Julcia dziś jakby już lepiej się czuje, więcej uśmiechu na jej buźce to dla nas najlepszy miernik jej samopoczucia. Nie jest to jednak jeszcze jej optymalna forma a dopiero taka nas usatysfakcjonuje 🙂 Mamy nadzieję, że te dni total relax to jest właśnie to czego potrzebuje.
Wczoraj byliśmy u Damiana rodziców gdzie zawsze sympatycznie i wesoło spędzamy czas, Julcia doprowadziła swoim zaraźliwym śmiechem do łez radości Dziadka, a śmiała się tak z… „Bolka i Lolka”, „Reksia” i „Wyprawy Profesora Gąbki”, które i dla nas, oglądane po latach, okazały się odkrywczo zabawne 🙂
Także Julcia wydaje się powolutku wracać do formy ale na wszelki wypadek jednak zrobimy jej podstawowe badania (morfologię, próbę wątrobową, OB i kwas walproinowy) bo to i tak już na nie czas.

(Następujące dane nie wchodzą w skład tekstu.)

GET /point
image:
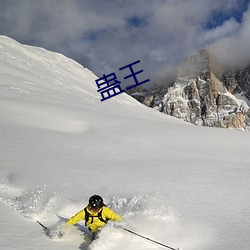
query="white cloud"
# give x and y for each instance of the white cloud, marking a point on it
(98, 33)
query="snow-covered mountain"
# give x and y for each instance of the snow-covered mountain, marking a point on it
(203, 97)
(182, 185)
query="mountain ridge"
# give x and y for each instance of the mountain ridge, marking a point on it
(203, 96)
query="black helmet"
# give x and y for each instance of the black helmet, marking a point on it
(95, 202)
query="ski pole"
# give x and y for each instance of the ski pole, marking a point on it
(45, 228)
(146, 238)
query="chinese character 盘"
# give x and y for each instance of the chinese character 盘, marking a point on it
(108, 86)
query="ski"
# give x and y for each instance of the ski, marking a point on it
(51, 234)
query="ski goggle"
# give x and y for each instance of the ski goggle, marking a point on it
(94, 208)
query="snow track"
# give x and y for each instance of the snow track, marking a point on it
(144, 214)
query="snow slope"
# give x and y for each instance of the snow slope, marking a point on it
(176, 183)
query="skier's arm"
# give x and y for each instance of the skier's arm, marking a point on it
(110, 214)
(77, 217)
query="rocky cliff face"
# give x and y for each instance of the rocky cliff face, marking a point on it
(201, 97)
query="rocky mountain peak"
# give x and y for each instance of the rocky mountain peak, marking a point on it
(200, 96)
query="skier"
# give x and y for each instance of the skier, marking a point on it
(95, 214)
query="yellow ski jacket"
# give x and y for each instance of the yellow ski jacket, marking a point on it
(94, 223)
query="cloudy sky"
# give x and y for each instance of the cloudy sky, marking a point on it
(105, 35)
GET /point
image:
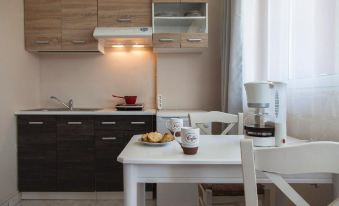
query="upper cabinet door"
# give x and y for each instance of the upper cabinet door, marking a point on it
(43, 25)
(125, 13)
(80, 17)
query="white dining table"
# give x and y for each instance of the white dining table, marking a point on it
(218, 161)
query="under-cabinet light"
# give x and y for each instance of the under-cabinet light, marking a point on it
(118, 46)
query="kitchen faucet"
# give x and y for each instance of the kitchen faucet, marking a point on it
(68, 106)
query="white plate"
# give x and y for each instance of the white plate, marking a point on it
(154, 144)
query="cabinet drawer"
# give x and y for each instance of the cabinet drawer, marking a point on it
(75, 126)
(194, 40)
(35, 125)
(79, 40)
(124, 123)
(166, 40)
(127, 13)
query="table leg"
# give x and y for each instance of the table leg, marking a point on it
(336, 186)
(130, 185)
(141, 194)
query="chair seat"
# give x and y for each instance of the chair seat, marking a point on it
(229, 189)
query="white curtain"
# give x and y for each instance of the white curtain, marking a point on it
(231, 72)
(297, 41)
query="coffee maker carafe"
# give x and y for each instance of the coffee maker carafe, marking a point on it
(265, 120)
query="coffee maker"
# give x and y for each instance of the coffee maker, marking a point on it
(265, 120)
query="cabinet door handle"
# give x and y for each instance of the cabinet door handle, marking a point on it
(35, 123)
(109, 138)
(124, 20)
(166, 40)
(138, 123)
(194, 40)
(79, 42)
(108, 123)
(41, 42)
(74, 123)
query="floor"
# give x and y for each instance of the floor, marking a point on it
(77, 203)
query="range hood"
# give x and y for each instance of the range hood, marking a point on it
(124, 36)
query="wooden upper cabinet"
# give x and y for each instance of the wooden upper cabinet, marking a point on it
(80, 17)
(43, 25)
(125, 13)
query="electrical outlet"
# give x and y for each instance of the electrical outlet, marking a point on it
(160, 102)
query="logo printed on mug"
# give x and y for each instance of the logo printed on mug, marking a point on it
(190, 140)
(174, 125)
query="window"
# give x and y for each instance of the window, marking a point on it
(314, 43)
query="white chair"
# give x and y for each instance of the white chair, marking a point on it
(220, 194)
(314, 157)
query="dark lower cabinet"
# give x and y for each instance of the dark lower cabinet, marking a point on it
(112, 133)
(109, 172)
(37, 156)
(75, 153)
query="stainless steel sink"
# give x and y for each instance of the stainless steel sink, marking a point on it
(63, 110)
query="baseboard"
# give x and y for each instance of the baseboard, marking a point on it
(75, 196)
(12, 201)
(58, 196)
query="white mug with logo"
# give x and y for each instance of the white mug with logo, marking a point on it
(190, 140)
(174, 125)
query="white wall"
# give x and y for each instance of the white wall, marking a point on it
(91, 79)
(19, 89)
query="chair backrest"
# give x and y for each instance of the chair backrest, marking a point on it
(313, 157)
(197, 119)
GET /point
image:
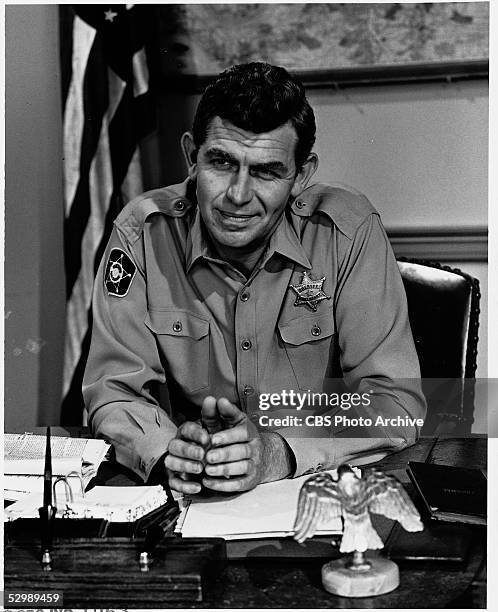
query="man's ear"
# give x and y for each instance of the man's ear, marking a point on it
(190, 154)
(304, 175)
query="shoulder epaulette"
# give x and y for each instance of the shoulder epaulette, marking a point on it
(346, 207)
(171, 201)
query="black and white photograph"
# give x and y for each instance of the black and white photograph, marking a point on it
(246, 347)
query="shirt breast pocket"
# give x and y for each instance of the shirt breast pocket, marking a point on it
(308, 342)
(183, 339)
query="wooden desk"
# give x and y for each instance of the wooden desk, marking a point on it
(296, 583)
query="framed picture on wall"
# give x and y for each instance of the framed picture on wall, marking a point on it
(326, 44)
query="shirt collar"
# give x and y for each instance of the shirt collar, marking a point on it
(283, 241)
(197, 244)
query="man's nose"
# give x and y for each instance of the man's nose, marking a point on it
(239, 191)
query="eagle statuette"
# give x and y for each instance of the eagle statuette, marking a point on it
(322, 499)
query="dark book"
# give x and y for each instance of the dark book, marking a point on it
(451, 494)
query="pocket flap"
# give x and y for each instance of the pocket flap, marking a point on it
(308, 328)
(177, 323)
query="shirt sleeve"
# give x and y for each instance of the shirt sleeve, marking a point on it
(378, 358)
(122, 369)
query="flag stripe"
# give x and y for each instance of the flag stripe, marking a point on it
(107, 110)
(101, 187)
(74, 118)
(96, 99)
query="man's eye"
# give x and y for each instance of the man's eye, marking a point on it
(264, 174)
(220, 163)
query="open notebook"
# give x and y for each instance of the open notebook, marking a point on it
(267, 511)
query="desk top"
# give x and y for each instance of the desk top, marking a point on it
(295, 583)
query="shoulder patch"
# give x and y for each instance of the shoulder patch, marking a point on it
(119, 273)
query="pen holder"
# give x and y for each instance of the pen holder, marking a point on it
(105, 573)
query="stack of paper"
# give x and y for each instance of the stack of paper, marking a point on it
(24, 463)
(116, 504)
(267, 511)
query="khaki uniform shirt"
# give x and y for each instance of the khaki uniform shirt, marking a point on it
(196, 323)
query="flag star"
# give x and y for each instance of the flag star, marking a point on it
(110, 15)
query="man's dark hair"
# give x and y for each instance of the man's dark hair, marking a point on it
(258, 97)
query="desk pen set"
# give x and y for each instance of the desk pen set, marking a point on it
(66, 554)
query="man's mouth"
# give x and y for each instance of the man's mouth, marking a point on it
(235, 217)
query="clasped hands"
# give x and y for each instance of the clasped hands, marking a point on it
(225, 453)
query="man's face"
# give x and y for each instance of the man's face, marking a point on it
(244, 181)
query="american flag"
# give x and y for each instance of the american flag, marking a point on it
(106, 71)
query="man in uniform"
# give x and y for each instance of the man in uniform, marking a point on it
(244, 281)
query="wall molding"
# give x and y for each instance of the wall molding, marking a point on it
(441, 244)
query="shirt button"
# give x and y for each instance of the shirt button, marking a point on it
(315, 330)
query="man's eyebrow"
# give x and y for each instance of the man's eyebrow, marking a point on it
(214, 152)
(271, 166)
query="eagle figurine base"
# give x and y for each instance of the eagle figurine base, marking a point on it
(359, 577)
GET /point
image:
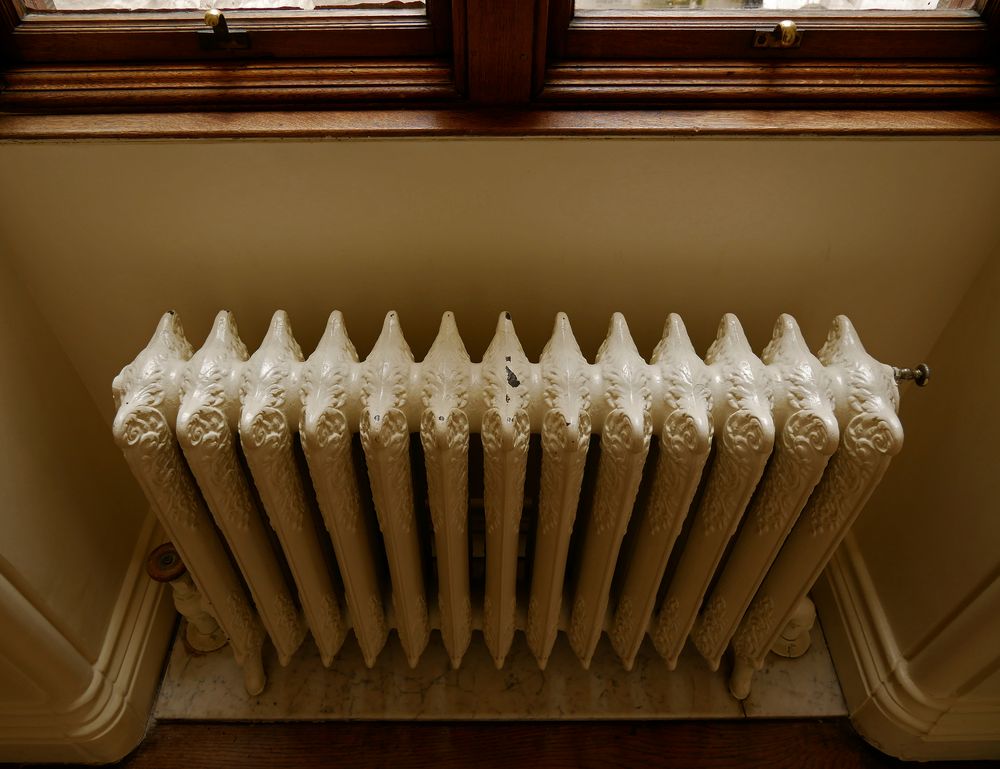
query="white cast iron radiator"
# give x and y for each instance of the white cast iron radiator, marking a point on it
(524, 526)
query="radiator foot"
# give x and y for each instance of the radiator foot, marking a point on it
(253, 673)
(741, 679)
(794, 640)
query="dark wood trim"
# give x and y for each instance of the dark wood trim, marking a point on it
(745, 743)
(11, 13)
(698, 35)
(560, 16)
(288, 84)
(460, 45)
(501, 123)
(541, 41)
(501, 46)
(731, 84)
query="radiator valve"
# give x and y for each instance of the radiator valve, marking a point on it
(203, 633)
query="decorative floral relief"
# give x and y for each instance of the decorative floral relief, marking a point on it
(868, 443)
(709, 628)
(211, 452)
(622, 630)
(331, 631)
(445, 370)
(622, 443)
(385, 374)
(749, 643)
(447, 462)
(288, 616)
(331, 467)
(387, 448)
(505, 371)
(327, 372)
(241, 626)
(150, 446)
(745, 446)
(376, 616)
(578, 626)
(667, 628)
(498, 631)
(564, 452)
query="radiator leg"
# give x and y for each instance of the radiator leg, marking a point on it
(795, 640)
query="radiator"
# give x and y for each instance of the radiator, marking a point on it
(685, 498)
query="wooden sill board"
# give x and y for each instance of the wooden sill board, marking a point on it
(497, 123)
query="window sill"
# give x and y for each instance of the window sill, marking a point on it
(424, 123)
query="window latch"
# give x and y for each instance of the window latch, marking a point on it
(784, 35)
(220, 36)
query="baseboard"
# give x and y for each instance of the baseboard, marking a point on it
(110, 717)
(886, 706)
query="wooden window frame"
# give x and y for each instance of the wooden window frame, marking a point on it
(705, 58)
(469, 55)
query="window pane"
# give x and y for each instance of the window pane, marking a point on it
(777, 5)
(222, 5)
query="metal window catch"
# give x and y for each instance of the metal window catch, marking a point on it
(220, 36)
(784, 35)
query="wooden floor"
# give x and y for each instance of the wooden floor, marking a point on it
(693, 745)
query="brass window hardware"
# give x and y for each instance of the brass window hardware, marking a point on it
(784, 35)
(220, 36)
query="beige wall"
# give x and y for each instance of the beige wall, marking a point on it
(930, 536)
(107, 236)
(70, 511)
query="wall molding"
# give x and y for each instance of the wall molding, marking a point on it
(109, 718)
(886, 705)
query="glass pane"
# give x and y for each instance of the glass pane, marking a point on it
(222, 5)
(776, 5)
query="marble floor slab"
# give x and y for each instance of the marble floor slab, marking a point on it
(207, 687)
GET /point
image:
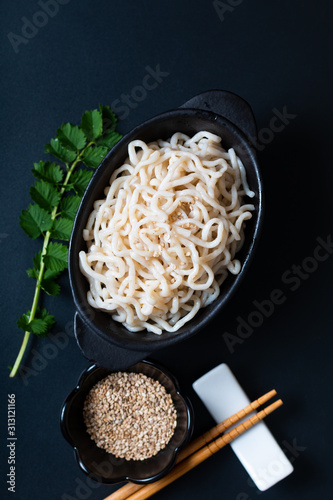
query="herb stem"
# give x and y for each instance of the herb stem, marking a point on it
(42, 264)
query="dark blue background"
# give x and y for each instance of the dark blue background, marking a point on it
(273, 54)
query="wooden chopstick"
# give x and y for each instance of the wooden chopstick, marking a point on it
(129, 489)
(193, 460)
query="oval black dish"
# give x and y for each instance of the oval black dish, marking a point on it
(105, 467)
(106, 341)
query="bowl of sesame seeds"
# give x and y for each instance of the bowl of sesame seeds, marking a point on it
(126, 425)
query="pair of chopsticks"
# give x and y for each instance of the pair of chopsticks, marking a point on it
(200, 449)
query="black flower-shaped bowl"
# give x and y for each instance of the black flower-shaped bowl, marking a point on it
(105, 467)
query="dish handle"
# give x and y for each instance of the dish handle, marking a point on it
(228, 105)
(105, 354)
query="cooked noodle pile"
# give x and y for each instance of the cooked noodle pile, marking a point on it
(165, 237)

Odbiegając od tematu – zrobiłam ostatnio, popularną ostatnio jak się okazuje (Sylwuś dzięki za przepis 🙂 ) sałatkę z brokułami, fetą, pomidorami, prażonym słonecznikiem i sosem czosnkowym. I pewnie bym o tym nie pisała bo i po co (:)) ale Damian zrobił jej zdjęcie bo okazała się całkiem fotogeniczna 🙂 Tak więc niniejszym je zamieszczam (bo gdybym tego nie zrobiła to trochę bez sensu byłby cały ten akapit… 🙂 )

sałatka z brokułami fetą prażonym słonecznikiem i sosem czosnkowym

jeszcze trochę i będę musiała założyć dołożyć jakąś kulinarną kategorię… 🙂

na koniec jeszcze życzymy zdrówka małemu Filipkowi. Filipku wracaj szybciutko w Mamusią do domku.